Through much of the book Hoffman forgets that Writing 101 dictum -- ''Show, don't tell" --and instead barrages us with ponderous descriptions of love, obsession, and family relationships. The book often has a dashed-off feel, especially as the same images and turns of phrase keep appearing. Everything in this novel is pale, or icy, or cold. The lightning strike destroys the narrator's ability to see red, so she's frequently shown gazing at a red object and likening it to something else, whether it's blood (''It looked like paste to me"), red wine (''It looked like mud to me"), or blood again (''[It] looked like snow to me").

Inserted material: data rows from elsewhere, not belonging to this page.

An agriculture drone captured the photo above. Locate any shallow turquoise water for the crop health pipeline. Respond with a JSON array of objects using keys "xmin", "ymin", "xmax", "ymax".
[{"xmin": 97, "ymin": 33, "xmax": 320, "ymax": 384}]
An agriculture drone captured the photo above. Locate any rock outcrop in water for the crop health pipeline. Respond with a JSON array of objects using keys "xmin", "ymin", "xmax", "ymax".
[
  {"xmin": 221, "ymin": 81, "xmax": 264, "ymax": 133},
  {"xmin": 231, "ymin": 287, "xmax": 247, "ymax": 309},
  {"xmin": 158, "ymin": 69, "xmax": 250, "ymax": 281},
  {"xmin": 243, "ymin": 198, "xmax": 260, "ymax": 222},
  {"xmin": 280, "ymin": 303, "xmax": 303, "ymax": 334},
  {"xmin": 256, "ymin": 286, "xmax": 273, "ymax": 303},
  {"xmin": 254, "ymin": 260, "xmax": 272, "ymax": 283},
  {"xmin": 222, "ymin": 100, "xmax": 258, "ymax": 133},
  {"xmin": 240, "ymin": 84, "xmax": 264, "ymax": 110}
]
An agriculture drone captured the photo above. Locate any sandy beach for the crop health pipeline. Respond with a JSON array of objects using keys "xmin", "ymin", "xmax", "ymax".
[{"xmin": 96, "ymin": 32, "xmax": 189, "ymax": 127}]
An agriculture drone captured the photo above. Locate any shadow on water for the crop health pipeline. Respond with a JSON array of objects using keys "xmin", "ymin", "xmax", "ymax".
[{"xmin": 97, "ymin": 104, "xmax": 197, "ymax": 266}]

Two-thirds of the way through, Hoffman thrusts the narrator's brother to center stage. The narrator learns that her brother has a tragic secret, and the novel becomes even further mired in tear-jerking territory. By this point Hoffman is unable to resist her soggiest impulses; there's an eleventh-hour plot twist involving the mother's death that not only feels tacked on but also defies narrative logic.

A novel as concerned with themes of loss and heartache should inspire some tears, but ''The Ice Queen" is about as poignant as a Tupperware demonstration. Even if the narrator doesn't feel manipulated by Hoffman's maneuverings, it's likely many readers will.

Amy Kroin's reviews have appeared in The Washington Post and The New York Times, among other publications.